# Thread: Basic topology question

1. ## Basic topology question

This is relatively easy, but it requires an astute observation. You use this quite a bit later in topology so I guess it's a good challenge question.

NOTE: If you have already seen the solution to this, please don't ruin the fun! This is aimed at people who haven't seen a lot of topology before.

Problem: Define $\mathbb{R}^{\infty}$ to be the set of all square-summable real sequences $\{x_n\}$ equipped with the metric $d\left(\{x_n\},\{y_n\}\right)=\sqrt{\sum_{n=1}^{\i nfty}\left|x_n-y_n\right|^2}$. Prove that this metric space is separable.

Note: Separable means it contains a countable dense subset. Also, while my book calls this $\mathbb{R}^{\infty}$ it is most commonly known as $\ell^2$.

2. Originally Posted by Drexel28
This is relatively easy, but it requires an astute observation. You use this quite a bit later in topology so I guess it's a good challenge question.

NOTE: If you have already seen the solution to this, please don't ruin the fun! This is aimed at people who haven't seen a lot of topology before.

Problem: Define $\mathbb{R}^{\infty}$ to be the set of all square-summable real sequences $\{x_n\}$ equipped with the metric $d\left(\{x_n\},\{y_n\}\right)=\sqrt{\sum_{n=1}^{\i nfty}\left|x_n-y_n\right|^2}$. Prove that this metric space is separable.
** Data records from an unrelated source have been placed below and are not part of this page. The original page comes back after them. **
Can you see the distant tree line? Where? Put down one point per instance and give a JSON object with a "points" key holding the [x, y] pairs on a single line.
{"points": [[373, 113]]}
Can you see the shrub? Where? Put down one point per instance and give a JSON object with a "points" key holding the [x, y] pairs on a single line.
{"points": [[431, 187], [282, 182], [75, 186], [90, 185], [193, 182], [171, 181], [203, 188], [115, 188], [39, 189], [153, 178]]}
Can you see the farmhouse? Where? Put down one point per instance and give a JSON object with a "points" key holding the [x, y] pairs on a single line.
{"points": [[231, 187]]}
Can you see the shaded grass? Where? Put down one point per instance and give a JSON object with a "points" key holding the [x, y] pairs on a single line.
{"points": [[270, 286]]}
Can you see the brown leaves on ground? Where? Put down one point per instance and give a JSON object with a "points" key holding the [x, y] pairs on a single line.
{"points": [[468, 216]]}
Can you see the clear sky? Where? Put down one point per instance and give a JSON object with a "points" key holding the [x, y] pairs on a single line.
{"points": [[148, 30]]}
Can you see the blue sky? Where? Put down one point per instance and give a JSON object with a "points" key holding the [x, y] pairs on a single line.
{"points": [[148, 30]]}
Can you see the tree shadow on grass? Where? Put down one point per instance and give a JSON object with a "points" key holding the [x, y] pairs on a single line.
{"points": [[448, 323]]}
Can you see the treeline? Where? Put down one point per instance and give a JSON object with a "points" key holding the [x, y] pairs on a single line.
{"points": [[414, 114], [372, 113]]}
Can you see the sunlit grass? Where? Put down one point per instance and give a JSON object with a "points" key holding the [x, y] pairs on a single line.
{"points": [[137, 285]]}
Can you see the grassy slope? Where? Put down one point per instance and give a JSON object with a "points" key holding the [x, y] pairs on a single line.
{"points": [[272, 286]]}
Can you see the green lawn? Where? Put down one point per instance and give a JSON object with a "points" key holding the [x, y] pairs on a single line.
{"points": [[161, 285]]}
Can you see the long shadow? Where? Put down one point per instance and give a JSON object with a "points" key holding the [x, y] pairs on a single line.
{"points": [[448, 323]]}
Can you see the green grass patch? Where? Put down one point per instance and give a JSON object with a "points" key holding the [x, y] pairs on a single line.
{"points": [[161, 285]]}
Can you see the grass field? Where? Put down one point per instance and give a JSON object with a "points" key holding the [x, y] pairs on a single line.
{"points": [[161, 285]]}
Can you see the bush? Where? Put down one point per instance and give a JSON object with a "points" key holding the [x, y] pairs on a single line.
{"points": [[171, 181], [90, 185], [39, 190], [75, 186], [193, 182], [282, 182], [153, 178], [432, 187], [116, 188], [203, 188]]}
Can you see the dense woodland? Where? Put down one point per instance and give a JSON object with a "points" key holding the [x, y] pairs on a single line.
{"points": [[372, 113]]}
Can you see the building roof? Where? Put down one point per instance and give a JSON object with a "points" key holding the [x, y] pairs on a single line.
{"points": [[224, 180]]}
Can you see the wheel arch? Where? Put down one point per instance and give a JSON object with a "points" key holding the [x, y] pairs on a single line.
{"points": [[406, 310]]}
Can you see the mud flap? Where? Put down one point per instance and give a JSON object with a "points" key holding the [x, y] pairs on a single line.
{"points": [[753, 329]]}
Note: Separable means it contains a countable dense subset. Also, while my book calls this $\mathbb{R}^{\infty}$ it is most commonly known as $\ell^2$.

Here is the answer. Try to prove it.

Spoiler:

Consider the set $F$ of all eventually zero rational sequences

3. Spoiler:

Proof: Let $F$ be all eventually zero rational sequences

$F=\{(r_1,r_2,\dots,r_n,0,0,\dots)|r_i \in \mathbb{Q},n\in \mathbb{N}\}.$

Clearly, $F \subseteq \ell^2$ and is countable. I claim $\text{cl}(F)=\ell^2$.

Let $y=(y_k)_{k \in \mathbb{N}} \in \ell^2$ and $\varepsilon>0.$ Pick $n_0 \in \mathbb{N}$ such that $\sum_{k=n_0+1}^{\infty}|y_k|^2 =M_{n_0} < \varepsilon^2.$ Since $\mathbb{Q}$ is dense in $\mathbb{R}$, for each $y_k$ (for $1\le k \le n_0$), pick $r_{0k} \in \mathbb{Q}$ such that

$|r_{0k}-y_k| < \sqrt{\frac{1}{n_0}\left(\varepsilon^2-M_{n_0}\right)} \Longrightarrow |r_{0k}-y_k|^2 < \frac{1}{n_0}\left(\varepsilon^2-M_{n_0}\right)$.

So we have

$\sum_{k=1}^{n_0}|r_{0k}-y_k|^2<\varepsilon^2-M_{n_0}$.

If we let $x_0 = (r_{01},r_{02},\dots,r_{0n_0},0,0,\dots) \in F$, then $d(x_0,y)<\varepsilon$. Therefore, $y$ is a limit point of $F$.